Panel 2 - Démocratie et passage à l’échelle : de la cité au système Terre

Tout en restant un objet de revendication centrale dans l’espace militant, la démocratie semble avoir perdu de son évidence. D’une part, la désirabilité même de la démocratie est désormais remise en cause, talonnée par les tentations autoritaires et technocratiques, concurrencée ou ré-agencée au sein d’une multitude de nouveaux imaginaires politiques. D’autre part, l’idée d’auto-législation du peuple apparaît de plus en plus désuète face à la complexification des architectures institutionnelles et des niveaux de décision, des échelles locales à l’échelle continentale, tout en devant affronter de nouvelles menaces d’ordre systémique telles que le réchauffement climatique ou la chute de la biodiversité.
Cette proposition de panels se donne donc pour but de théoriser collectivement ce malaise démocratique : alors qu’on note une intensification des usages du terme de démocratie, ses significations semblent de plus en plus labiles et se rattacher à une diversité croissante d’imaginaires ; dans un même temps les transformations profondes qu’a connu le phénomène de globalisation ces dernières années couplé à une urgence climatique grandissante nous amènent aussi à explorer de nouveau l’interrogation classique en théorie politique de la taille optimale des collectifs démocratiques.
Telles sont les questions qui seront abordées au sein de ces deux panels interdisciplinaires, entrecroisant sciences sociales et théorie politique, et cherchant à mettre en valeur les apports des jeunes chercheurs et chercheuses.
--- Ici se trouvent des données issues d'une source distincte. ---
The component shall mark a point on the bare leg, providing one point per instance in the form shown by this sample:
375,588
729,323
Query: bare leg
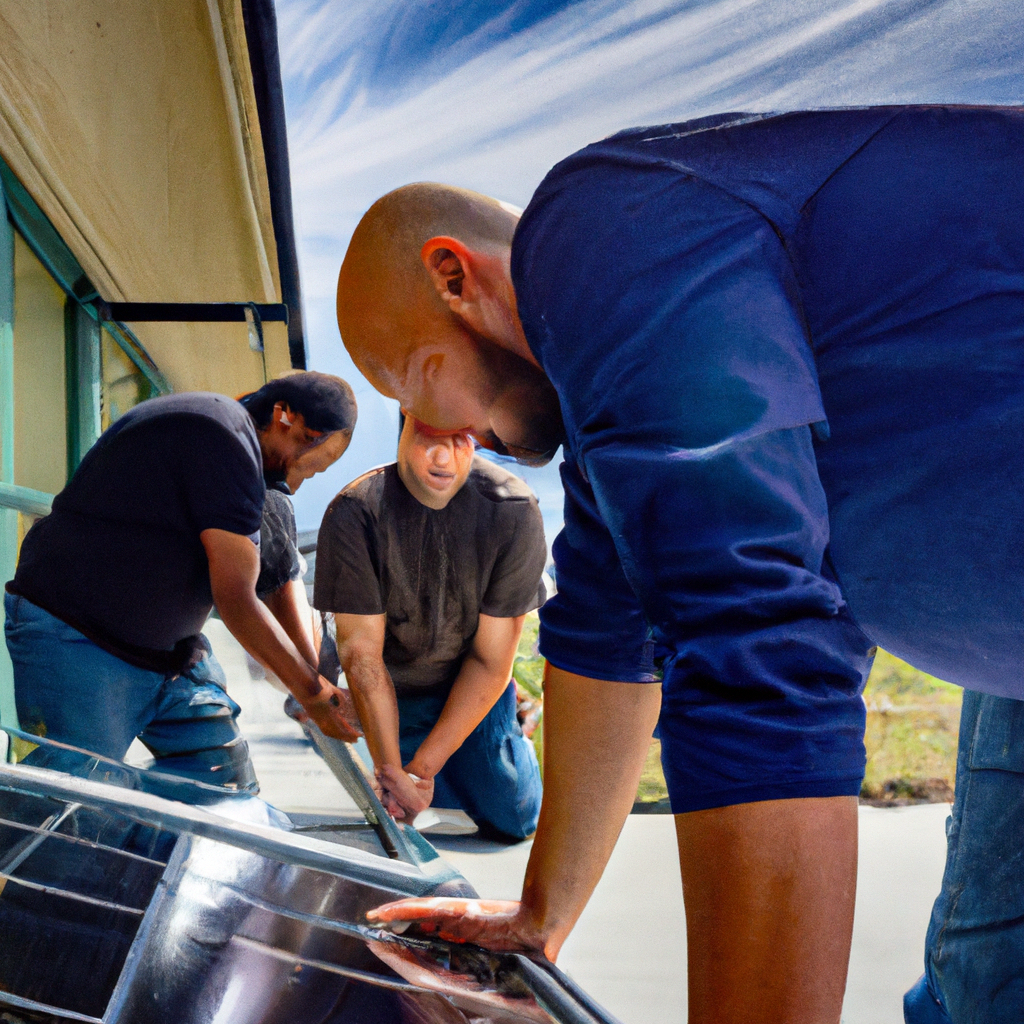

Panel 1. Le renouvellement des imaginaires politiques : entre sciences sociales et théorie politique

L’histoire du gouvernement représentatif se confond avec celle de ses crises et de la réinterprétation permanente de ses propres fondements. Dans les années 90 toutefois, la démocratie libérale s’est vue en passe de constituer un modèle d’intégration sociale et de décision politique hégémonique (Fukuyama 1992). Les deux décennies suivantes sont venues mitiger la foi dans l’idée d’un espace public démocratique émancipateur et autocorrectif. Après les attentats du 11 septembre 2001, la démocratie électorale est devenue l’étendard d’un nouvel impérialisme qui a rendu suspecte son érection en modèle normatif (Guénard 2016), tandis que la crise financière de 2008-2009 a entraîné des mobilisations réclamant plus de justice sociale et une “démocratie réelle” (Della Porta 2017). Les printemps arabes ont pu laisser entrevoir un regain de ferveur pour la démocratisation des institutions sous la pression des mobilisations populaires, mais leur bilan apparaît rétrospectivement fragile (Martinez 2019).
Si la théorie politique tend ainsi à métaboliser ces évolutions sans qu’un paradigme en particulier ne s’impose, les idées anciennes de souveraineté du peuple ou d’autolégislation sont distancées par une littérature qui tend de plus en plus à se délester de cet imaginaire (Pettit 2004 ; Rosanvallon 2006 ; Colliot-Thélène 2011 ; Mounk 2018). La publication de Democracy for Realists d’Achen et Bartels (2017) atteste d’une remontée en puissance d’une littérature sur l’irrationalité des électeurs qui rappelle la défiance d’après-guerre envers la démocratie, tandis que reflue la confiance dans la culture du débat politique (Talisse 2019). Une partie de la philosophie politique contemporaine et des sciences sociales ne considèrent plus le rituel électoral comme un repère incontournable, lui opposant les vertus d’un examen de compétences (Brennan 2016), la sélection méritocratique sur le modèle chinois (Bell 2015) ou des modalités plus libres et ouvertes de participation et d’inclusion offertes par l’autosélection et le tirage au sort (Sintomer 2019 ; Landemore 2020). Les tentations de conditionner notre soutien aux institutions démocratiques à l’obtention de bons résultats (Estlund 2009 ; Van Parijs 2011 ; Arneson 2018) ou de prendre des « raccourcis » permettant de faire l’économie de la délibération à grande échelle sont suffisamment fortes pour que des ouvrages se consacrent à les endiguer (Urbinati 2014 ; Lafont 2019).
D’un autre côté, les revendications au nom de la démocratie n’ont cessé de s’amplifier ces dernières années. Les récents travaux portant sur les mobilisations anti-austérités et la reconfiguration partisane de la “gauche radicale” qui s’en réclame souvent - ou encore les analyses plus anciennes portant sur le mouvement écologiste et les partis verts (Faucher-King 2007) - mettent généralement en lumière que la notion de “démocratie” est à la fois une revendication, une ressource, et finalement, un enjeu de lutte au sein même des entreprises politiques (Dupuis-Déri 2013). Ainsi, il est dorénavant admis que la démocratie est au cœur des imaginaires politiques qui prétendent, parfois conjointement, renouveler les pratiques institutionnelles et les pratiques militantes.
Ce panel se propose donc d’explorer le renouvellement des imaginaires politiques relatifs à la démocratie. Par imaginaire politique nous reprenons l’expression récemment mobilisée par Nabila Abbas et Yves Sintomer (2021) concernant les conceptions politiques relatives au tirage au sort. En s’inspirant des “significations imaginaires sociales” que se donnerait toute société selon Castoriadis (1975), ils définissent ainsi un imaginaire politique comme “des projections d’un horizon politique”, potentiellement concurrentes et constituées “d’idées, d’histoires, d’images et de symboles partagés collectivement par des groupes”.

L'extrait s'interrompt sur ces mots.